Von Reinhold Schneider

In der engsten Beziehung um Wirken eines Mannes in der Geschichte steht die Geschichte seines Innern; sie schafft zu einem Teil die Voraussetzungen seiner Tat und wird von der Tat wieder weiter geführt, einem Ziele zu, das wir nicht kennen und das vielleicht doch mit Bezug auf die Persönlichkeit das wesentliche Anliegen der Geschichte ist. Was gäben wir darum, wenn wir die innere Geschichte des Prinzen Eugen erzählen könnten! Aber auf die Frage nach dieser Geschichte hat uns die Forschung bisher noch keine ausreichende Antwort gegeben oder geben können. Mit so manchen Helden seines Ranges und Trägern ebenbürtigen Ruhmes birgt sich Eugen im Schweigen; ungewöhnlich ist die Leuchtkraft dieses Ruhmes, seltener vielleicht noch seine Reinheit. Eugen könnte als einer der wenigen Helden erscheinen, die unter der Führung der Gnade vom Anfang ihres Wirkens an das rechte Ziel, den rechten Dienst erwählt haben und ihnen treu geblieben sind.
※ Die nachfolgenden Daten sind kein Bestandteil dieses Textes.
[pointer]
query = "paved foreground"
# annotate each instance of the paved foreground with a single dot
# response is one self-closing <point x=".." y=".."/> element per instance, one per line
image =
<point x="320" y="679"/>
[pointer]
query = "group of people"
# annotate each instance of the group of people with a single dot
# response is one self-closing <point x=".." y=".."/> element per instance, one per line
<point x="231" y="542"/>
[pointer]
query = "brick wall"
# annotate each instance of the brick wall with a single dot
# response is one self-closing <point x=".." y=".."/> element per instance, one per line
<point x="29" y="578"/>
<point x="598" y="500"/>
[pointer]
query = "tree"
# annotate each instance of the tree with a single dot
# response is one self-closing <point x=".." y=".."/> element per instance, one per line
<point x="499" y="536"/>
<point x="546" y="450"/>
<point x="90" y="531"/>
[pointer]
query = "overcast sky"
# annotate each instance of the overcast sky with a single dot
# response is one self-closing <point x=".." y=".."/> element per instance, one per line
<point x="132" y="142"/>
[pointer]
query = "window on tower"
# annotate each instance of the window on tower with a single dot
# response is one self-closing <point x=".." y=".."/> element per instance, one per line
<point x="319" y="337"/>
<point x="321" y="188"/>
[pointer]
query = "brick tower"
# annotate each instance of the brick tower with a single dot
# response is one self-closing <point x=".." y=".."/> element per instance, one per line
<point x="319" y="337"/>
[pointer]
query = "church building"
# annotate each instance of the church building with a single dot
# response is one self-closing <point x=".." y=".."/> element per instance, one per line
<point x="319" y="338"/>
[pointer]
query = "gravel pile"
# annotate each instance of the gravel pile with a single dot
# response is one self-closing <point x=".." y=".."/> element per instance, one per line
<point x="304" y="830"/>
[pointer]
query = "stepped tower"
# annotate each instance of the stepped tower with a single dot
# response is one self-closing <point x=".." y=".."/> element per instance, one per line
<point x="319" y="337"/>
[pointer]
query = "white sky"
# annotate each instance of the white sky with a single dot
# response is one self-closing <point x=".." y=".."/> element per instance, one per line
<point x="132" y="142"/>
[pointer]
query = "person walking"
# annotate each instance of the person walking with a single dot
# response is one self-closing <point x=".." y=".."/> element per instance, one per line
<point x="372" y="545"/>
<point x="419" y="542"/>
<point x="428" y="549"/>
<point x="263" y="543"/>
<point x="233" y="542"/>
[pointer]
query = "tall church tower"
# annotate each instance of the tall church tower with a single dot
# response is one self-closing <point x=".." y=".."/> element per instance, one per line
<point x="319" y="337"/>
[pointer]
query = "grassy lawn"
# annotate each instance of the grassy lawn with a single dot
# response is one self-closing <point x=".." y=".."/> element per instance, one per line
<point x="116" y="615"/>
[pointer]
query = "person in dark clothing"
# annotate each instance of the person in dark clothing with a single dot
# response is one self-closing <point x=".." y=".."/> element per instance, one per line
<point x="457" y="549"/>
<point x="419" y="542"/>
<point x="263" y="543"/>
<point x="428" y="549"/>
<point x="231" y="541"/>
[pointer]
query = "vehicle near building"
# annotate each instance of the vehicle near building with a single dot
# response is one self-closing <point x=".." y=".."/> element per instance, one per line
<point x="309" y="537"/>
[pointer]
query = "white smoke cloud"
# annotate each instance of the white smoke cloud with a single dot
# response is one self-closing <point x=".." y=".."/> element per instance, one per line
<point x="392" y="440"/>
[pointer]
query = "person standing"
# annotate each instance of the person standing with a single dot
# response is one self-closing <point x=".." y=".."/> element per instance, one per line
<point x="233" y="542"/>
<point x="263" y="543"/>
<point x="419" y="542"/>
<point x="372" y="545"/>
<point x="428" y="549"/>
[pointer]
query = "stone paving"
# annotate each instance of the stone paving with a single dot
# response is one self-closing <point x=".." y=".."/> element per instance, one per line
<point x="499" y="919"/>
Wohl konnten sich auch solche Männer in der Wahl der Mittel vergreifen, in der Einschätzung der Kräfte und Möglichkeiten verrechnen, während aber ihre Zeitgenossen sich von der Strömung der Ereignisse ziehen ließen, blieben diese wenigen selbst; ihr Ziel veränderte sich nicht ob sie nun von ihm abgetrieben oder ihm entgegengetragen wurden. Der Lohn wird nicht gleichgültig, aber er blieb dem Tun untergeordnet; Undank konnte schmerzen, doch nicht beirren, und auf keine Weise könnte sich die Nachwelt schlimmer am Gedächtnis dieser Männer versündigen, als wenn sie sich zu ihrem Anwalt machte und in ihrem Namen Vorwürfe aussprechen würde, die sie beharrlich unterdrückt haben, so nahe sie ihnen gewesen sein mögen.